What worked right this week?
As you would expect from a rotten week of trading most of the fund's top holdings ended the week in the red. However, one company -- Universal Health Services (UHS -0.43%) -- actually posted a big weekly gain of more than 4%, making it by far the biggest winner of the group.
Universal Health Services stock popped after the company posted a better than expected first quarter earnings report. Net revenues jumped more than 10% to $2.45 billion and net income rose by nearly 8% to $190.8 million. That allowed the company to post $1.93 in earnings per share, up 11% over the pervious year and nicely ahead of the $1.87 that analysts were expecting.
That wasn't the end of the good news, either. The company's Board of Directors believes that there is a lot of value in Universal Health Services' stock right now so they decided to add another another $400 million to its stock repurchase program. When added to its existing program the company now has the green light to retire up to $800 million of its common stock.
Management didn't waste any time in getting started as it bought back 1.3 million shares during the quarter.
If the company continues to post solid results like this then its likely that those purchases could prove to be a wise use of shareholder capital in due time.
What's next for the IHF?
The IHF has clearly stumbled up a winning formula as the fund is having a truly remarkable year.

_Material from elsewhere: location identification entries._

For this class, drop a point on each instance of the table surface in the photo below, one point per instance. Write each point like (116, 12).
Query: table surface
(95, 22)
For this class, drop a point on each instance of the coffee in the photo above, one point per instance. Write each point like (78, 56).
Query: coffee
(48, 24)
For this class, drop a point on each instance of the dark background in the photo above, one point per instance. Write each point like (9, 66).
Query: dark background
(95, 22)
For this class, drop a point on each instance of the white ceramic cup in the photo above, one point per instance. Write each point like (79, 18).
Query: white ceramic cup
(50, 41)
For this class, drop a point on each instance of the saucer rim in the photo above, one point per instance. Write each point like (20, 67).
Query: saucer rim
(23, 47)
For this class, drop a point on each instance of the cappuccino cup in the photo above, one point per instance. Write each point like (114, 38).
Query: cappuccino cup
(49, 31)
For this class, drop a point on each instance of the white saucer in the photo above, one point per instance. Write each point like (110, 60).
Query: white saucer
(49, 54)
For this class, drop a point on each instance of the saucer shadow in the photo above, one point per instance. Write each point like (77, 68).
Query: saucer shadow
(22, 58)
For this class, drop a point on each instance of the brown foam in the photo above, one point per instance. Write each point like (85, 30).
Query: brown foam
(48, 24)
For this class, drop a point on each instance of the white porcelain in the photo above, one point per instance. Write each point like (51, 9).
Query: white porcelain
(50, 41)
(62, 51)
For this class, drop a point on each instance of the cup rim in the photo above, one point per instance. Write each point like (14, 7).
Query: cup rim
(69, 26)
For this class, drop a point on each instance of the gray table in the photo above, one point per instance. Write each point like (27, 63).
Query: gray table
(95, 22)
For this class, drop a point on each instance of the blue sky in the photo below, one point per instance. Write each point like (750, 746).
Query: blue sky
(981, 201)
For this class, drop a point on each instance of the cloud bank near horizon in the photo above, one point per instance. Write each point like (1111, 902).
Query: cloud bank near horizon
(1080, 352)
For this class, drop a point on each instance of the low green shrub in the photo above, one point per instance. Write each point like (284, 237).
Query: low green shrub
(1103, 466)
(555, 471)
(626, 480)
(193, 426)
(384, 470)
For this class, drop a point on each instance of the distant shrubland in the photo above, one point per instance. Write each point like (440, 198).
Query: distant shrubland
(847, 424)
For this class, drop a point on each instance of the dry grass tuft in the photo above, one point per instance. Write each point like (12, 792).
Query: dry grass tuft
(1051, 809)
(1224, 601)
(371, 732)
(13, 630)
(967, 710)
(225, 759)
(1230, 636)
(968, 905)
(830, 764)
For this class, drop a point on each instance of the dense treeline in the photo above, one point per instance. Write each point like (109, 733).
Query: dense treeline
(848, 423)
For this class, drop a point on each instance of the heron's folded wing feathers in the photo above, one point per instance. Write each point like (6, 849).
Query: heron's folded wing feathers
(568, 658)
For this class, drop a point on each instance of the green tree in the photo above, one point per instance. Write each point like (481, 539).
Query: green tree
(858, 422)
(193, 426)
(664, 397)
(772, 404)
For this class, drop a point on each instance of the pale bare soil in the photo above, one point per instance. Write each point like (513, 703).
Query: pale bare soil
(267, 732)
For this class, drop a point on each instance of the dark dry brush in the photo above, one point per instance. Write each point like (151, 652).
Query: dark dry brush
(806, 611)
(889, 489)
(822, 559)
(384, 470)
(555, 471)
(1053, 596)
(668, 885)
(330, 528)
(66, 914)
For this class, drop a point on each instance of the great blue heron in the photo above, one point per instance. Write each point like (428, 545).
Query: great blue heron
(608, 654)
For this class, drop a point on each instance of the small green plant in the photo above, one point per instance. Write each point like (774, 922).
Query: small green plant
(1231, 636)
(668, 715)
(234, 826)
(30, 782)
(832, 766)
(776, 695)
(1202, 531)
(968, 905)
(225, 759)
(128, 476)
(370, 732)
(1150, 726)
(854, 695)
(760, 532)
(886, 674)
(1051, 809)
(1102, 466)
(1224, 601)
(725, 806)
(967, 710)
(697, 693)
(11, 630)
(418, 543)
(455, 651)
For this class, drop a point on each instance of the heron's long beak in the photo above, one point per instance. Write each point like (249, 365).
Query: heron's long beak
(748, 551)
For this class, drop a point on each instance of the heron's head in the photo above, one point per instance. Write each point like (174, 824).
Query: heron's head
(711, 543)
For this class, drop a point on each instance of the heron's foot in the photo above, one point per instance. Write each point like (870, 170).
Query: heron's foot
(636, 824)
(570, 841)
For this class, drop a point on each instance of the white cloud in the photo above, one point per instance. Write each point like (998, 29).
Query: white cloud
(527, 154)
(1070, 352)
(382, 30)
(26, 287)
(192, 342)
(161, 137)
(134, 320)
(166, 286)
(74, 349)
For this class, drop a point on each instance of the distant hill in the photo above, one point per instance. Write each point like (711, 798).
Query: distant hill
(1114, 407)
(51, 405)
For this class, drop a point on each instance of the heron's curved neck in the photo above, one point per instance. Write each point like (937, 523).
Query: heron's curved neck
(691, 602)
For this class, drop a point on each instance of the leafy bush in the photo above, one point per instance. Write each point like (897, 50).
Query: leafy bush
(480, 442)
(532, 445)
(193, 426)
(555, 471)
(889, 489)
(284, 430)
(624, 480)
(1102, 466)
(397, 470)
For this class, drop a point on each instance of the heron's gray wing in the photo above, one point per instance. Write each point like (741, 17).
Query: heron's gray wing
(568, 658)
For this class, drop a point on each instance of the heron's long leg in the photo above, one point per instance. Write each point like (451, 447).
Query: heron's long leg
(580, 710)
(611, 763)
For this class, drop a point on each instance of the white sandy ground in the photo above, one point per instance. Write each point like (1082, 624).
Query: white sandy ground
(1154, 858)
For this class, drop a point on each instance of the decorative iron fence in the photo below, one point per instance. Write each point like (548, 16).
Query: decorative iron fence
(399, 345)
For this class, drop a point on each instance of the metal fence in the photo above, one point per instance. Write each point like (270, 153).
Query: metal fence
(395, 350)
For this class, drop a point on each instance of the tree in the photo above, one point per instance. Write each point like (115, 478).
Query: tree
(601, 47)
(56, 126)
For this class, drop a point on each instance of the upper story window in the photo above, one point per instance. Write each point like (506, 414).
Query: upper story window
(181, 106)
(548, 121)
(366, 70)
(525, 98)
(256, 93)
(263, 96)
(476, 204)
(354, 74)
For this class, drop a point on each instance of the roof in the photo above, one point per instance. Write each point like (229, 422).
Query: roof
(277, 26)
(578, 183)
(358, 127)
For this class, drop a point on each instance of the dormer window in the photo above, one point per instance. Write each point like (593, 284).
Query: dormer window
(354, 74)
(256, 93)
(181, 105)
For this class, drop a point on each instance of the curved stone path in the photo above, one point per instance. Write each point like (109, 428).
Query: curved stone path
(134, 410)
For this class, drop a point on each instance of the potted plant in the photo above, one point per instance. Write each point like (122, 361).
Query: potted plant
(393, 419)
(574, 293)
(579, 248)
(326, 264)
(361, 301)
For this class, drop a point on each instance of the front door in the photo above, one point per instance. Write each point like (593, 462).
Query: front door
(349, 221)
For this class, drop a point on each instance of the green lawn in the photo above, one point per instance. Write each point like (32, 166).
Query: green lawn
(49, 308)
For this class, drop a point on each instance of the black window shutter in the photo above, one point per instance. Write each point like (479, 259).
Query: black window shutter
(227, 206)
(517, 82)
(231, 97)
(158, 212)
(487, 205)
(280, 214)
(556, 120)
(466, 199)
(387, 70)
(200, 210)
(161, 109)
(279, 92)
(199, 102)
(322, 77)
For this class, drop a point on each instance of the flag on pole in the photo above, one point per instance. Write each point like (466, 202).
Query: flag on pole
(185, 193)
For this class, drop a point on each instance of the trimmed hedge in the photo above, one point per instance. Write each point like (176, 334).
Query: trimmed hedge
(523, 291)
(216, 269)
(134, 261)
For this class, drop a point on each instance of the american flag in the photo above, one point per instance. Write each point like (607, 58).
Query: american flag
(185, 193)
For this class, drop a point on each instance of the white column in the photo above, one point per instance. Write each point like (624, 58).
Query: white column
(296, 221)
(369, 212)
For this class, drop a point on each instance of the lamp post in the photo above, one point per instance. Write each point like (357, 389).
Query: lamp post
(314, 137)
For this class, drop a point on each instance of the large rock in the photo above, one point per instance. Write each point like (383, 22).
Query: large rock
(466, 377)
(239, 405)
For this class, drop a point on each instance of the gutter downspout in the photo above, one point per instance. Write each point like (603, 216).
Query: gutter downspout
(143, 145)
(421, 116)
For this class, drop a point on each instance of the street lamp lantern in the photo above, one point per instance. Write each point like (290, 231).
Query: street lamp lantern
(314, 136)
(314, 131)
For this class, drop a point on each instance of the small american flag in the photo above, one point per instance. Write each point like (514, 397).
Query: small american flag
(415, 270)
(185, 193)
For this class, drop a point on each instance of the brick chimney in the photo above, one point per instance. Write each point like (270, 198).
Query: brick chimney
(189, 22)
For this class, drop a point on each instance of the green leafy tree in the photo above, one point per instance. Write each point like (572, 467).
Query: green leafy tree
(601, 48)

It is currently the only one of more popular healthcare focused ETFs that is outperforming the market year to date, which is quite an achievement when you consider that some healthcare funds are currently losing to the market by more than 25%.
Add in the fund's modest expense ratio and low volatility and I continue to think that this ETF is a solid choice for any investor who is looking for a low risk way to put money to work in the healthcare sector.